In some ways, we are much more aware of our world.  We have experienced both the Second World War and Vietnam and they taught us different lessons. We now outsource our fighting, and we have multiplied our information sources. If the World War Two generation went off to fight and the Vietnam generation didn’t, still it bears remembering that a college senior burning his draft card in 1968 was born to 24-year-old army veteran in 1947, a guy who had just returned from Normandy or the Colmar Pocket or the Philippines and maybe said "you know, just because they have a lot of brass on their shoulder or a long title next to their name doesn’t necessarily make them right".  The revolution from the 1960s sprang from seeds planted in the 1940s and ‘50s by the generation who obeyed and did not question.

But what did the Vietnam generation teach us?

Today as Americans we are bombarded by the immediacy of it all but feel not its impact.

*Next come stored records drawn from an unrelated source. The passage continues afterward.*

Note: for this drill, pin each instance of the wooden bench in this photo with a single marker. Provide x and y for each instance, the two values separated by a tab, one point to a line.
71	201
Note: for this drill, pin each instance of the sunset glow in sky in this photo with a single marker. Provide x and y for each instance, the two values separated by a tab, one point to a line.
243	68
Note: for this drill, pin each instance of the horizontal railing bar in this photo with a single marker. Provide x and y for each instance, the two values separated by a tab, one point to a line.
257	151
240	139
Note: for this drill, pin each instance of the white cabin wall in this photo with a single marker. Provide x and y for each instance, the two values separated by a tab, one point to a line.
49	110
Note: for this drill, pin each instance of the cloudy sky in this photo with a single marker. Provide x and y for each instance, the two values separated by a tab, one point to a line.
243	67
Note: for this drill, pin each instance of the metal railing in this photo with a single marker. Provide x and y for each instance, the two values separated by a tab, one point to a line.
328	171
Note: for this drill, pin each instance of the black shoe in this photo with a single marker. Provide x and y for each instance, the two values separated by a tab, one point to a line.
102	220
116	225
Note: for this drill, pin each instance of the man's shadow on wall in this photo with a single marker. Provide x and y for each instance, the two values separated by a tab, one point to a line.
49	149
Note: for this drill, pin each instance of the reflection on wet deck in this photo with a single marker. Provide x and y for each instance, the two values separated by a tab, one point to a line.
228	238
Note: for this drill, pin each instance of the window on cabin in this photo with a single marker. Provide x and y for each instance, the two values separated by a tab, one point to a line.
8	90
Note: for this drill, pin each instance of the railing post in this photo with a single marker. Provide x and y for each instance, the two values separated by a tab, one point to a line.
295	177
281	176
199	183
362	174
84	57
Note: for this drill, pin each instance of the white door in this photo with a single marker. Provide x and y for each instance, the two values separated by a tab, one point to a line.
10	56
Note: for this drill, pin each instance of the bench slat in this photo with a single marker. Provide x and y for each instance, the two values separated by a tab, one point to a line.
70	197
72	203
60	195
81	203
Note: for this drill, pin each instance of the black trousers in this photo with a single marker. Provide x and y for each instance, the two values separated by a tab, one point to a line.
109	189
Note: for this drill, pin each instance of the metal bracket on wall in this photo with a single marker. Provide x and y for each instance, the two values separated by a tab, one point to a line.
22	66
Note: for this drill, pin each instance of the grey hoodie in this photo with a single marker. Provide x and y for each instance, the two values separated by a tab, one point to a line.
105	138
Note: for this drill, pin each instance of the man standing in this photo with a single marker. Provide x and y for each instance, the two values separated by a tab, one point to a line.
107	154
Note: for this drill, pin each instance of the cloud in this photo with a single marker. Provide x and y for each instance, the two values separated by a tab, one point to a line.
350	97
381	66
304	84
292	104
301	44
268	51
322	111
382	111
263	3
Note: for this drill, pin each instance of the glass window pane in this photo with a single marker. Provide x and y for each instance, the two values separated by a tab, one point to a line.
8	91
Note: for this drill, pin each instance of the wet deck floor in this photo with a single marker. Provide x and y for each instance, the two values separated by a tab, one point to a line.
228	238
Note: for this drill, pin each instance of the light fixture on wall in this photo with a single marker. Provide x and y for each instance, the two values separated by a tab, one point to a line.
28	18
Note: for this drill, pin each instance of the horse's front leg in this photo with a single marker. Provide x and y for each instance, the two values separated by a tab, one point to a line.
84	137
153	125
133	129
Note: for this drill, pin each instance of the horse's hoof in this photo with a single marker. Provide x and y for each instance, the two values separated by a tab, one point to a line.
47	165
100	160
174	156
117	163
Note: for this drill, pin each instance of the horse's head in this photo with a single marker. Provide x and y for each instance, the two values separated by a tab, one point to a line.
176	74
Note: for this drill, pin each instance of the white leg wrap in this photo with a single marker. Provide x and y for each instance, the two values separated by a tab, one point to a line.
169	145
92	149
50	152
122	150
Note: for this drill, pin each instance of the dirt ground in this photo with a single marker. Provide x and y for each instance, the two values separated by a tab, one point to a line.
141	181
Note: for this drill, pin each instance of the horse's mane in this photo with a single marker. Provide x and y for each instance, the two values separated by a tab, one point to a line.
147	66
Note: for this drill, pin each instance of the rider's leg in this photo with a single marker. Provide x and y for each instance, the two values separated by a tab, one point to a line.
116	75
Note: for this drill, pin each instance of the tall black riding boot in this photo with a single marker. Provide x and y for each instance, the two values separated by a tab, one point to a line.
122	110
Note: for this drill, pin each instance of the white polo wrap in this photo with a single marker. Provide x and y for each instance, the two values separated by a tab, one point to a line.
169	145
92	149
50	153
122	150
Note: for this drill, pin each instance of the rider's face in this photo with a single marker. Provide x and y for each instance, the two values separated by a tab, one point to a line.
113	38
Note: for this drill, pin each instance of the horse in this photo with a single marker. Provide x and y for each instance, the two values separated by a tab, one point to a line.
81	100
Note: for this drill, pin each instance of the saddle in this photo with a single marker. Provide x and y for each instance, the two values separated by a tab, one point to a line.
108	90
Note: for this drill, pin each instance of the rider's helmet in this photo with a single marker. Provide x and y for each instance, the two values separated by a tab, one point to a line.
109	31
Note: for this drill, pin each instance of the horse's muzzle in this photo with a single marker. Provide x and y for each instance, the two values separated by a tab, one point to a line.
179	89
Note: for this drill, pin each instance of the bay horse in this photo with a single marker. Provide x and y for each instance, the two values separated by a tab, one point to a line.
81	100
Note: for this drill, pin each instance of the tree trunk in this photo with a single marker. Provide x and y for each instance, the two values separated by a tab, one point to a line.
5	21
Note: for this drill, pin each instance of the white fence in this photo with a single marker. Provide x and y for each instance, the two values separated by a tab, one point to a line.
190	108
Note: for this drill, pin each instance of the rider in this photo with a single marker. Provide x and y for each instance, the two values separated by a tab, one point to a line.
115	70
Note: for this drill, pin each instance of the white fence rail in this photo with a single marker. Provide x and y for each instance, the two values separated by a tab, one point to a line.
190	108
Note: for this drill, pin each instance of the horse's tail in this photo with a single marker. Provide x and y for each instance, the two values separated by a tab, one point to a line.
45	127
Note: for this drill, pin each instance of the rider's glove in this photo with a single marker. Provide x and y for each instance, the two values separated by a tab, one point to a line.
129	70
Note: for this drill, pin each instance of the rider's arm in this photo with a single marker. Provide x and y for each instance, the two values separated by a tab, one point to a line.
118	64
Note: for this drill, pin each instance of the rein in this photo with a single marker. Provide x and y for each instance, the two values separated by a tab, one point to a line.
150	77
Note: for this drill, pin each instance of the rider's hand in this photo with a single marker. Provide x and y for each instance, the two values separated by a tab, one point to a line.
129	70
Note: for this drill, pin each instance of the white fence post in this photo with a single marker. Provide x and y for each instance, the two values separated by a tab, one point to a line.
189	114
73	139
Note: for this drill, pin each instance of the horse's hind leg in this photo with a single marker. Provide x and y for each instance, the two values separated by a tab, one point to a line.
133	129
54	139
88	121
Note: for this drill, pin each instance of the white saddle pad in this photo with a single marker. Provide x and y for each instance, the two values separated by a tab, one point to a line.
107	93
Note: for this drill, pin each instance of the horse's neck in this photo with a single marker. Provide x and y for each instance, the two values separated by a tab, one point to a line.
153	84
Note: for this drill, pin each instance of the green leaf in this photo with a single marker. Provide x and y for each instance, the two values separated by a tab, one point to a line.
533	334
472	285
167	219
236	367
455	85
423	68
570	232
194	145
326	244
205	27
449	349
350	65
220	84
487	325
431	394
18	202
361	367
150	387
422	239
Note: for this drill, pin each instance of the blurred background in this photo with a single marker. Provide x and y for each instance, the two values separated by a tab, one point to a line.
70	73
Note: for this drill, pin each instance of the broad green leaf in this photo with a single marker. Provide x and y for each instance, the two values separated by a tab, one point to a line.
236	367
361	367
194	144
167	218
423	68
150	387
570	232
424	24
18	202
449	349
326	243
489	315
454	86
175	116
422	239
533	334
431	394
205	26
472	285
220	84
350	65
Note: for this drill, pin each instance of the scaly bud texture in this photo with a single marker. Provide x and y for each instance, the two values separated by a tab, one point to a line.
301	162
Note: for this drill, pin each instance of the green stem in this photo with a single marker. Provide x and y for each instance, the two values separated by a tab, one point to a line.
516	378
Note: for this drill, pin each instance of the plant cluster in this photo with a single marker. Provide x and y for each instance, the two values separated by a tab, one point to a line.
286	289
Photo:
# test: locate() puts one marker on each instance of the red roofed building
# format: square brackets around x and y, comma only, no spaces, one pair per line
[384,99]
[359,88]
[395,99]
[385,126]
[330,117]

We all care with such earnest intent yet struggle to understand why people don’t live as we do. And we are told that we are separating farther apart, each in our own worlds, each more distant from the other. We spend most of our time congratulating ourselves on being so right, and condemning them for being so wrong, without even a pause to stop talking and listen. Ever more strident, ever more self-righteous.  It can only be a recipe for something that hovers from the ridiculous to the disastrous. And our real enemies grow neither kinder nor gentler, at least as far as we can tell.